The first such aerostat was launched at IT Park in Dehradun on a pilot basis. An aerostat is a giant floating balloon that will bring free WiFi to some of the most remote villages in Uttarakhand for the very first time.
How does it work?
This 6 metre long balloon can float for up to 14 days at a time and is the work of IIT-Bombay. The aerostat is fitted with a base transceiver antenna to allow a calling network and it has a WiFi modem that provides Internet in the coverage area. The balloon is lifted off the ground with the help of hydrogen.
The aerostat also has surveillance cameras that will be helpful for emergency situations. Aerostat technology can be used in case of natural calamities when mobile towers stop working. In such cases, real-time monitoring can be done through these cameras as they can act as a mobile phone tower to guide search and rescue operations.

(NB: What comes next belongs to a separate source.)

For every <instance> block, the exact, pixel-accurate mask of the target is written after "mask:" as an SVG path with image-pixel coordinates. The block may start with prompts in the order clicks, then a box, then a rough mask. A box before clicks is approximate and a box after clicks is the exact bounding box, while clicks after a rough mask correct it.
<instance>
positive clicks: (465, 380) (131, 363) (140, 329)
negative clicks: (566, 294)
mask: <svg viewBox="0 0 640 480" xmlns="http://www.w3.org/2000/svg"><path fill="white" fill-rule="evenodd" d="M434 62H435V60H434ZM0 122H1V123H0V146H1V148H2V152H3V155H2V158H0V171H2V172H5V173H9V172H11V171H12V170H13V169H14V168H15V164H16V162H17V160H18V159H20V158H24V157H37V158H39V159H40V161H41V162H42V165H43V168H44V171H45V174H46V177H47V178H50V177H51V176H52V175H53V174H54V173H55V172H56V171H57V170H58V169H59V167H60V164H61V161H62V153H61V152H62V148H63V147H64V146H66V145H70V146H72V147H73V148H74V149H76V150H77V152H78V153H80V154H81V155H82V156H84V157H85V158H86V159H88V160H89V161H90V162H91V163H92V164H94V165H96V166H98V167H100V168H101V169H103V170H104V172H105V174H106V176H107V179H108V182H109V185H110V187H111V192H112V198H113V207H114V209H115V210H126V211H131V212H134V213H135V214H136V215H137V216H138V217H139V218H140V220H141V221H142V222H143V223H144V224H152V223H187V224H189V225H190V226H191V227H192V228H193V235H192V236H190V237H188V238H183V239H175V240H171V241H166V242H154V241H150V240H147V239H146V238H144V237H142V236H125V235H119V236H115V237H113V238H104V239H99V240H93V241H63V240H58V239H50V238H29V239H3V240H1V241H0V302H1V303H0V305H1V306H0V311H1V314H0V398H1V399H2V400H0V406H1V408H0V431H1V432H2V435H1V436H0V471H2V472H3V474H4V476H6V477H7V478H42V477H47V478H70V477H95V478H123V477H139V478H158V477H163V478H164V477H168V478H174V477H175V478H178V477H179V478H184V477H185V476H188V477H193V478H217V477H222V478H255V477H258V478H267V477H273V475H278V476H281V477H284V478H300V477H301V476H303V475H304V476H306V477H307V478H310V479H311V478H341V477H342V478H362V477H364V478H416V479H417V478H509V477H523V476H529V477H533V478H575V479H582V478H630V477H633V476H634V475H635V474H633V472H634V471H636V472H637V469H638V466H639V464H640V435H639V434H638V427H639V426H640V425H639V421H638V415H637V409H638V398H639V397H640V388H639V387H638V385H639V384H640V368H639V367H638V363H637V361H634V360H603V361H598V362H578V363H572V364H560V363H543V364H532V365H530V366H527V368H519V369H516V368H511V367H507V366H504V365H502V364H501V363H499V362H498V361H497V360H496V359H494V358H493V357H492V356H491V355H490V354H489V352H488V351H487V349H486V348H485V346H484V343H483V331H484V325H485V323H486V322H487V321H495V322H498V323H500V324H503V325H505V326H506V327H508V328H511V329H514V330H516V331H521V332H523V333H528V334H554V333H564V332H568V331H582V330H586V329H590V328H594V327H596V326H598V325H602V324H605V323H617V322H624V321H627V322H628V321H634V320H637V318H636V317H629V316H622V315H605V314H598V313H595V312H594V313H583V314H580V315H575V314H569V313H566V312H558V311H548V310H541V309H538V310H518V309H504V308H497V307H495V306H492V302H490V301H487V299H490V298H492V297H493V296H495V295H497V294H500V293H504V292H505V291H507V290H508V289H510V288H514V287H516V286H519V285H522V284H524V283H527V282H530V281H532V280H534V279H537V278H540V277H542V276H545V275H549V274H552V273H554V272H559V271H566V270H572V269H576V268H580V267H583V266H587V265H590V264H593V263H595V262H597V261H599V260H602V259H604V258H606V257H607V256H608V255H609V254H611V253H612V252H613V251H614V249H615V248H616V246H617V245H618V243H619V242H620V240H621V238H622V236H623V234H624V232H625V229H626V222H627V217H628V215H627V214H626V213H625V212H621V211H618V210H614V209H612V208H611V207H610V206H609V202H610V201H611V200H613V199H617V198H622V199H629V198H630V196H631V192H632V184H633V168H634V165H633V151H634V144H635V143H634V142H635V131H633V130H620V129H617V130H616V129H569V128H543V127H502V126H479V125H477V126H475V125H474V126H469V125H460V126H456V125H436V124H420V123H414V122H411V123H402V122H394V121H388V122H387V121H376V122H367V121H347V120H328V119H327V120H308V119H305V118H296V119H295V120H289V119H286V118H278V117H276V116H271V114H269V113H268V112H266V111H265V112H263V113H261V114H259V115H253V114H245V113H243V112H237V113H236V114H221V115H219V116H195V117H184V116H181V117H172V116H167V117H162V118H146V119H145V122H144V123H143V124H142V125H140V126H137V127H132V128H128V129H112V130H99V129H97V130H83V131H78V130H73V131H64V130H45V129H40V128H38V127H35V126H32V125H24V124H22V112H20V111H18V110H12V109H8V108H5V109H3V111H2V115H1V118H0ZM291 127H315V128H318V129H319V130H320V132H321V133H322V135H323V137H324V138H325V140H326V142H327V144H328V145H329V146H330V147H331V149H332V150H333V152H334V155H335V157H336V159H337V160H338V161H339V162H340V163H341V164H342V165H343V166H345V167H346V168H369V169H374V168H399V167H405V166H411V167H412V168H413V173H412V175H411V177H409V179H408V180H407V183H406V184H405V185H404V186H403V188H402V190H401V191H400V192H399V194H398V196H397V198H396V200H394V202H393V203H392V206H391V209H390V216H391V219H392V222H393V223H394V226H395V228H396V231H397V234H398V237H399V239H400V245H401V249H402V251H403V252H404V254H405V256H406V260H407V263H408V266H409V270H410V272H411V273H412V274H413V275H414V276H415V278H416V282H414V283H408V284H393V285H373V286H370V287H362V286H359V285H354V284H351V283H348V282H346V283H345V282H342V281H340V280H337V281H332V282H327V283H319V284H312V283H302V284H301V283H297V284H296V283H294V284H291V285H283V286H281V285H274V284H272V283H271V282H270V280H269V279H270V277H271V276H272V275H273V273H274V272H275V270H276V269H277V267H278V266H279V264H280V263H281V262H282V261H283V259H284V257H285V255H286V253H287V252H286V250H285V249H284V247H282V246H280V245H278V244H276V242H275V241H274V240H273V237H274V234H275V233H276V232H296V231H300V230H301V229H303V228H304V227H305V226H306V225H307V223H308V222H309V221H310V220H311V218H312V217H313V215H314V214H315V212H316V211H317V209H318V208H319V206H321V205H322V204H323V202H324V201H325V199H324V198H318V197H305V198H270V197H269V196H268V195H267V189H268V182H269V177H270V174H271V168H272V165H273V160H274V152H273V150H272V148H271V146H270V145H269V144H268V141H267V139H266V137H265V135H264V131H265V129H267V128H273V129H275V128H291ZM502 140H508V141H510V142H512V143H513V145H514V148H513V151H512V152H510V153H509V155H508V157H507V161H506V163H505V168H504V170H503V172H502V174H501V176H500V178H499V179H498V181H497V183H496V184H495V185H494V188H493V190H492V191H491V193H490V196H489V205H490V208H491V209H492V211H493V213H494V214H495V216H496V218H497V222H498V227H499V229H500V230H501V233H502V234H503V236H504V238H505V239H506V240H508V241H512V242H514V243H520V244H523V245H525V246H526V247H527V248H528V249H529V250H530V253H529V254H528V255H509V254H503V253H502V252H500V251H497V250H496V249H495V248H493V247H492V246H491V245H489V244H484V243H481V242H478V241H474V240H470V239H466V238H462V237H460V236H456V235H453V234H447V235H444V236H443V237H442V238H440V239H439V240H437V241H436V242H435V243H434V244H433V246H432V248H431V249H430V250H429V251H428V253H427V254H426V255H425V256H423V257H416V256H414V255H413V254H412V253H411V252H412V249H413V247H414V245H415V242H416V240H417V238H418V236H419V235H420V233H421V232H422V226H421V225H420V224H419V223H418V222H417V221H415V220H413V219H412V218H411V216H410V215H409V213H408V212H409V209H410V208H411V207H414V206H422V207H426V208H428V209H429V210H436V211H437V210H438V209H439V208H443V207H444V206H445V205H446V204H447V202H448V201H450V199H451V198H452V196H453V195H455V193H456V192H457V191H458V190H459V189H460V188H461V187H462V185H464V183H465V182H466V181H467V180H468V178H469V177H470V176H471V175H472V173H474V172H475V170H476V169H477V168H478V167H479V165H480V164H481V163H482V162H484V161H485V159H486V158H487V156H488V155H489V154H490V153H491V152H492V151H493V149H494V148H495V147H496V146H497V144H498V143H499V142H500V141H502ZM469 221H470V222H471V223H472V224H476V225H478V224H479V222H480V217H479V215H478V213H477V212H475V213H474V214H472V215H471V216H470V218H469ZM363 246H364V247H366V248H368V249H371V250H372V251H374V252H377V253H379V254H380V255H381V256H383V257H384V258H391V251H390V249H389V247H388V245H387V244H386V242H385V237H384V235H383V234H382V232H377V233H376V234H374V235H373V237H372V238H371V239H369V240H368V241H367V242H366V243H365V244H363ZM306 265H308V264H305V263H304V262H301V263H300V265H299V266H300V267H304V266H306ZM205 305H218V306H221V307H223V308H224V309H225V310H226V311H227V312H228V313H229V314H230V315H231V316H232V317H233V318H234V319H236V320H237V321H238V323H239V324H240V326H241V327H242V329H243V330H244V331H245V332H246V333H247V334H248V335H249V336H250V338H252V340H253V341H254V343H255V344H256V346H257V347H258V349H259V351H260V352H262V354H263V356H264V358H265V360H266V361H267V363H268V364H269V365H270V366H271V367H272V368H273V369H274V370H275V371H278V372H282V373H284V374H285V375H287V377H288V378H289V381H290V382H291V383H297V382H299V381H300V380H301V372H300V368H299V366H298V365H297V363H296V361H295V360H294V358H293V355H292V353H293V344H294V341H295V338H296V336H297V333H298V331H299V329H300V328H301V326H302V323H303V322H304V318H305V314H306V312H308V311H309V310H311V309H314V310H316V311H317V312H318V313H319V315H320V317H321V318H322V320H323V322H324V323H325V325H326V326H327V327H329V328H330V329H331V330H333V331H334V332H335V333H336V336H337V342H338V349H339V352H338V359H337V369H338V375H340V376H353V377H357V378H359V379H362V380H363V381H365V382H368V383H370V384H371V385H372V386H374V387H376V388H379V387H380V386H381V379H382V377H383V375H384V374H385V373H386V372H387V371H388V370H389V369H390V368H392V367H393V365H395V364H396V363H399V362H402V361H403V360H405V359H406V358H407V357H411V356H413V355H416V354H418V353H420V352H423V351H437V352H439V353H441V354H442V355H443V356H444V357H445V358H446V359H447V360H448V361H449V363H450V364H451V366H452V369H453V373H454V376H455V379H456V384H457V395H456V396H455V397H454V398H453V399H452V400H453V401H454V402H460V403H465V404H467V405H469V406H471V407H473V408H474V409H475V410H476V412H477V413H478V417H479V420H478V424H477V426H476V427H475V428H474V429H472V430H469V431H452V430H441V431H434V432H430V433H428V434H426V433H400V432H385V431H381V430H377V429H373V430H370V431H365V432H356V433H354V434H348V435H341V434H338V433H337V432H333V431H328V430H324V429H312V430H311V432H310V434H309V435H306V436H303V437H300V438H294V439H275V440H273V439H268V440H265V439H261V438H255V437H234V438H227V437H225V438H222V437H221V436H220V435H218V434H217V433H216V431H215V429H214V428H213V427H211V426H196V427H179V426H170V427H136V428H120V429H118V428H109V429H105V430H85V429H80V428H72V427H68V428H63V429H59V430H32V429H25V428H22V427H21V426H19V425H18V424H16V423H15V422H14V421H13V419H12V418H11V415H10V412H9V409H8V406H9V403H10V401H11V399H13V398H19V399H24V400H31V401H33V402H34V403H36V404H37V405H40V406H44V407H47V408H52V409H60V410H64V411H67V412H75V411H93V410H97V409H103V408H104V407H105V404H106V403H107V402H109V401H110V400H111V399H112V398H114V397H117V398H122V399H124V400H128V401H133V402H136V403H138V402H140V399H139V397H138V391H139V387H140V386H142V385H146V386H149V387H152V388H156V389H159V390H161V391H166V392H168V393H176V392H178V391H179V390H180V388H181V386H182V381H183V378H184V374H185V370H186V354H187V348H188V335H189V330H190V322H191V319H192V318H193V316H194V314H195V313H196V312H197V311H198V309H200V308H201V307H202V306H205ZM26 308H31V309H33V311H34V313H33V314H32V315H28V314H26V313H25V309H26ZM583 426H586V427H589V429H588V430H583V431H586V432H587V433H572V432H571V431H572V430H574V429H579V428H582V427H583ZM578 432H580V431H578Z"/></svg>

The technology is much like Google’s Project Loon in the way that it uses the physics of hot-air balloon technology to navigate to a remote location. It then beams Internet connectivity down using directional antennae. The antennae are powered on the balloon itself, and connect wirelessly to receive Internet signals from satellites or ground-based broadcasting systems.
Expense & expanse
Set up with ₹50 lakh, the aerostat is capable of providing free Internet in a 7.5km range. It has a download speed of up to 5 Mbps. Anyone in the range will be able to connect to the WiFi which will be free initially. And the best part is that you won’t need a password to log in.
Approximately 680 of the 16,870 villages in Uttarakhand are without mobile and Internet coverage. The major hindrance in the path is the difficulty in laying cables in the hilly region. However, there is a plan to eventually provide free Internet to even more unconnected villages in the future.